The research team successfully delivered more than 10 billion engineered TILs without adverse side effects, demonstrating the feasibility of producing large quantities of genetically modified T cells in a clinically compliant environment – a crucial achievement for advancing the therapy toward broader clinical application.
Manufacturing Challenges and Future Directions
While the early results are encouraging, the researchers acknowledge that the process remains complex and costly. The team is now focused on improving production methods and understanding why the therapy worked so effectively in the patient who experienced a complete response.

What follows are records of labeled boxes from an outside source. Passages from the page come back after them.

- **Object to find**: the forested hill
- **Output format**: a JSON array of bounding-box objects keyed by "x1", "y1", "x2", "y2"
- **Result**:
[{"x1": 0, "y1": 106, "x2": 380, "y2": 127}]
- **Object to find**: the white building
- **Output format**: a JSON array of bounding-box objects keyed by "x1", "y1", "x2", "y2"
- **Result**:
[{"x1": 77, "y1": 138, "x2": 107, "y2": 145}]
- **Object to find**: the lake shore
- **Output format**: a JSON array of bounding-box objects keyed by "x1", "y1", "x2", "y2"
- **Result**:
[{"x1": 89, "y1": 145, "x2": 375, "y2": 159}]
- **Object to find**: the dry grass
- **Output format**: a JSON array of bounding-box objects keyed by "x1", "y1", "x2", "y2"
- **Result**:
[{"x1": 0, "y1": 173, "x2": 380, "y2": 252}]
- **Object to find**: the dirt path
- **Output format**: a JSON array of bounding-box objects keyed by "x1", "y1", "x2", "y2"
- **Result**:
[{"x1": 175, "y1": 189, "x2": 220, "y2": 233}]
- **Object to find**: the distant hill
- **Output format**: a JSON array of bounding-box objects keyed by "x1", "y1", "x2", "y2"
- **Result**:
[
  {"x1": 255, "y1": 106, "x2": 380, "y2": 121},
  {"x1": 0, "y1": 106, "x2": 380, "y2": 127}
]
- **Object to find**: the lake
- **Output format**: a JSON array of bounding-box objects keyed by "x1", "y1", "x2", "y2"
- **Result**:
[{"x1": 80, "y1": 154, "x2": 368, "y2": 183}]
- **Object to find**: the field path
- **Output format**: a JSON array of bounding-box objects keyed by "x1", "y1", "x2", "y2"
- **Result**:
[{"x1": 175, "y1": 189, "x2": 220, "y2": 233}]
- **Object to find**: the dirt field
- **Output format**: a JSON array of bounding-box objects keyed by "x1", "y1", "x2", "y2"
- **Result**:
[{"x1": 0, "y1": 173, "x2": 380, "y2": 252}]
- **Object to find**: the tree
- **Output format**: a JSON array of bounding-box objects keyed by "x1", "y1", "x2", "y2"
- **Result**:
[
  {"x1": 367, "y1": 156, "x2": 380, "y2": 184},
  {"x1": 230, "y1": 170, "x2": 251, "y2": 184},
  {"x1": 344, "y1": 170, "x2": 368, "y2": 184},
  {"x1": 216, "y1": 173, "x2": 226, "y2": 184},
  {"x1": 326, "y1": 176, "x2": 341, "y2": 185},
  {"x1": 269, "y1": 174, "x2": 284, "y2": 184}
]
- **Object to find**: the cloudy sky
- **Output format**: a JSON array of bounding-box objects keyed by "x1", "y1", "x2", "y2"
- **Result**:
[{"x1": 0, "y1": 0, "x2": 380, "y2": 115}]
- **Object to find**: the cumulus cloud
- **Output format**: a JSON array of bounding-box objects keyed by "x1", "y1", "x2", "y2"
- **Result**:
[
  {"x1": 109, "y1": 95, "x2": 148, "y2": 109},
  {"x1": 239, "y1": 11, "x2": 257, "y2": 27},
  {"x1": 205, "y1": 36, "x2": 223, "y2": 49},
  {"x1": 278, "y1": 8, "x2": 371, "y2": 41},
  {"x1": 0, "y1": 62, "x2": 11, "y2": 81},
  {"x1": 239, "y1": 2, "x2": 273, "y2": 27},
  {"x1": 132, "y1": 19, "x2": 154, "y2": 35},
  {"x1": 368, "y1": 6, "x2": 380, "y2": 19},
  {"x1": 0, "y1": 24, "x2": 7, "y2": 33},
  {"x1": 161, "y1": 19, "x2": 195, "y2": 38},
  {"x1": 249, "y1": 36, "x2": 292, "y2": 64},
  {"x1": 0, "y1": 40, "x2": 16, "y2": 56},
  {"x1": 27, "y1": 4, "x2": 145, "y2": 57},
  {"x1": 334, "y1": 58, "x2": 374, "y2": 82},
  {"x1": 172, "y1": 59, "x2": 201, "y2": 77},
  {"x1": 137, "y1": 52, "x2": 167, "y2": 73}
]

"We need to better understand the factors that contributed to the exceptional response in one patient so we can potentially replicate those outcomes in more individuals," Dr. Lou explained. "This will help us refine the approach for future trials and potentially expand its application to other cancer types."
The research was supported by Intima Bioscience, and the team is planning expanded trials to further evaluate the therapy's effectiveness across a broader patient population.
Implications for Cancer Treatment
This trial represents a significant step forward in applying CRISPR gene-editing technology to cancer immunotherapy. By demonstrating both safety and potential efficacy in humans, the research opens new possibilities for treating advanced GI cancers that have traditionally had poor prognoses.
If further developed successfully, this approach could potentially transform treatment paradigms for metastatic colorectal cancer and other GI malignancies, offering new hope to patients with limited therapeutic options.